The level of detailed information that these companies possess on an individual is astounding. James Walker adds “One profile shockingly even included my propensity to get cancer, which could impact the cost of services such as health and life insurance. This is sensitive data and used without my knowledge, which is unethical.”

The extent of this data abuse is particularly alarming given that data protection is enshrined in law thanks to the UK Data Protection Act and the General Data Protection Regulation (GDPR). In most cases, companies are finding ways to work around the system and some ignore requests for data to be deleted. This widespread lack of compliance and consistency is fostering a landscape in which poor data use and sharing practices have become the norm, and consumer welfare, privacy and finances are hanging in the balance.

The report identifies several market-wide deficiencies in the way consumer data is handled. These include:

  • Consumers are being duped into sharing their data. Websites are using opt-in and smart language to get ‘permission’ for data sharing.

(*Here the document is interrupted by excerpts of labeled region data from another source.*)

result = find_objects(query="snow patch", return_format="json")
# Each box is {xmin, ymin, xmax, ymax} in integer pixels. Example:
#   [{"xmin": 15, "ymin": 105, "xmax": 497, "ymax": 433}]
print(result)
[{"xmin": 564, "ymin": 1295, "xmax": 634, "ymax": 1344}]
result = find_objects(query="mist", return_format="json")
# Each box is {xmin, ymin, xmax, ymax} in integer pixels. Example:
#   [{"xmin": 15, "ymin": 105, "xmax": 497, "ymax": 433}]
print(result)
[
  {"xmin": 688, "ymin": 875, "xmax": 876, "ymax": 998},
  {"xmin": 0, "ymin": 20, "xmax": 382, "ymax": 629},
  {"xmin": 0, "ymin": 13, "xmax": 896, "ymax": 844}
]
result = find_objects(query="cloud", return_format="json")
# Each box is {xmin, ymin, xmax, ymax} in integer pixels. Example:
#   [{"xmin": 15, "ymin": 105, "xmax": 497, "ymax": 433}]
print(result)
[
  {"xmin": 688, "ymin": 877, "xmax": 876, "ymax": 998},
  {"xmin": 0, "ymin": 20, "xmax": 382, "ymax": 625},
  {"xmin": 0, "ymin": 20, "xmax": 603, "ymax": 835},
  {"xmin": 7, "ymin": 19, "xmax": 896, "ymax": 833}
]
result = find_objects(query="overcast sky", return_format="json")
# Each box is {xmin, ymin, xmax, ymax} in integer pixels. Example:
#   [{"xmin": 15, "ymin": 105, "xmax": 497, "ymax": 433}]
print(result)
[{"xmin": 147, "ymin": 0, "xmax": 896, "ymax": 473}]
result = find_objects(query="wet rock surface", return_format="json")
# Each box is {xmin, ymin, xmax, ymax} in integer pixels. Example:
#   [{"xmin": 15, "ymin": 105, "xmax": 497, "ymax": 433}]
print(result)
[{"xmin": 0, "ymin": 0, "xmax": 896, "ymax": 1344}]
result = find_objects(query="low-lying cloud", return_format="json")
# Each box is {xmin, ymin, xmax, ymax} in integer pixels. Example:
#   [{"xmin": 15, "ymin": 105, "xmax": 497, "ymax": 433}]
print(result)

This is not only misleading but also unethical.
  • Consumer data is being shared with organisations involved with spam, scams and spearfishing. This often happens without the individual’s knowledge as companies fail to inform them when they share their data.
  • Consumers are subjected to bias and the over-pricing of services, thanks to the creation of detailed consumer profiles.
  • GDPR is being ignored. In many cases, businesses ‘work around’ GDPR at the expense of the consumer, and often don’t respond to data requests as they should. To make matters worse, rather than finding out where the data they purchase has come from, brands are often purchasing through sites that consumers have not entered that data into. Therefore, the level of due diligence requested by the ICO is not being met.

Essentially, no matter how carefully an individual tracks what they do online, there are other parties that will grow their digital footprint for them – with or without their consent. Consumers have lost control of some of their most precious and personal information and getting it back will not be easy.

It’s time to take action. In order to heal the broken data landscape, Rightly offers consumers a way to wipe their data from these companies and data brokers, preventing it falling into the wrong hands, and taking back control of their data. Given online activity is set to increase over the Christmas and New Year shopping period, taking control of one’s digital footprint has never been more important.

To reduce the risk of data harm and exposure to scams, hacks, fraud, data breaches and spearfishing, Rightly has launched a simple and free tool. It enables individuals to ask data brokers what information they hold on them and then helps them to delete this information. The new tool can be found HERE.

Contact pr@rightly.co.uk to request to read the full Rightly report on data misuse.


Research Methodology

This research used the digital footprint of Rightly’s CEO James Walker as a microcosm. James’ online behaviour can be best characterised as careful and informed about how the industry works. He shops online, has different passwords and is relatively cautious. He never frequents competition sites, for example, and tries to reject cookies where possible - although like many of us occasionally accepts them for ease.

The research began by scanning James’ inbox for company names, in order to identify companies that were sending him marketing information. This produced a list of companies that had his personal data. Although it should be acknowledged that they may have held different amounts. Using this list and his ‘right of access’ under GDPR, he sent subject access requests to every company, asking:

  • What data they had of his in their possession
  • Who they had shared his data with

James’ use of his GDPR rights meant that companies had to reply to both of his questions within one calendar month. When these replies were received, James repeated this process, asking the connected companies what they had collected or bought of his personal data and who they had shared it with. The report also supplemented this with the examination of each company’s privacy policy.